Vou entrar agora na analyse do artigo 1.°
O sr. conselheiro Julio de Vilhena, discutindo a generalidade do projecto, fez notar como as idéas do sr. ministro da justiça estavam em completa opposição com as de alguns membros do ministerio, por isso mesmo que o sr. Emygdio Navarro, e não sei se tambem o sr. Mariano de Carvalho, em 1884, quando se pediu á camara a creação do pessoal da penitenciaria de Lisboa, atacaram vivamente o regimen penitenciario, mostrando-o como a causa directa de loucuras o outras modestias importantes.
Apesar do respeito que tenho pelo sr. Julio de Vilhena, permitta-me s. exa. que lhe diga que n'este ponto não sou da sua opinião.
Parece-me que o governo não está n'este projecto em desaccordo com as opiniões anteriormente emittidas por alguns dos seus membros.

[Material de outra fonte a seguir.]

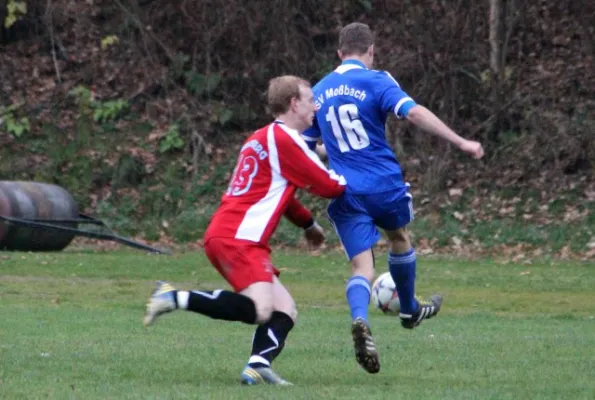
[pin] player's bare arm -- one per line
(428, 121)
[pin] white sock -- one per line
(183, 299)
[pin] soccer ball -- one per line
(384, 295)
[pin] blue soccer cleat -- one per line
(262, 375)
(162, 301)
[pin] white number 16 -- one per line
(351, 124)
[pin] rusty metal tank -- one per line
(35, 201)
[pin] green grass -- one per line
(70, 328)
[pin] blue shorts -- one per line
(356, 217)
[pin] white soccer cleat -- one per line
(162, 301)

Se o sr. Emygdio Navarro e creio que o sr. Marianno de Carvalho combateram o regimen penitenciario, o sr. Francisco Beirão não o combateu menos vivamente, apesar de parecer defendel-o pelo facto de crear novas penitenciarias, pois que taes modificações introduz na lei de l de julho de 1867, que desorganisa completamente o seu systema de prisão.
No artigo 1.° do projecto extinguem-se as cadeias districtaes, sendo a pena correccional cumprida nas cadeias comarcas. Parece uma cousa simples, mas na economia do systema penitenciario vigente produz uma grandissima alteração.
Já tratou d'este assumpto o sr. Antonio de Azevedo Castello Branco com a sua costumada proficiencia, e eu vou hoje dizer tambem duas palavras sobre elle, visto estar em discussão o artigo 1.°
Antes, porém, de começar, seja me permittido assentar uns principios de sciencia criminal, conhecidos de toda a camara, mas que é indispensavel lembrar para bem se comprehender os inconvenientes que acarreta a modificação feita pelo sr. ministro da justiça.
Sr. presidente, o direito penal tem modernamente merecido as attenções dos homens mais eminentes e tem soffrido importantissimas transformações, devidas principalmente aos trabalhos anthropologicos applicados á jurisprudencia.
Desappareceram muitas das velhas concepções metaphysicas, fundamentadas sómente na casuistica das escolas, e foram substituidas por outras deduzidas de um estado serio e profundo da natureza humana.
A Italia é sem duvida um dos paizes em que a criminalogia mais tem progredido.
Segundo os principies da moderna sciencia penal, os fundamentos do direito de punir são a correcção, intimidação ou exemplaridade e a defeza social. Não desenvolvo cada um d'elles, não trato de os justificar, porque os supponho conhecidos de todos, e simplesmente procurarei investigar quaes os crimes em que a penalidade produz mais proficuos resultados.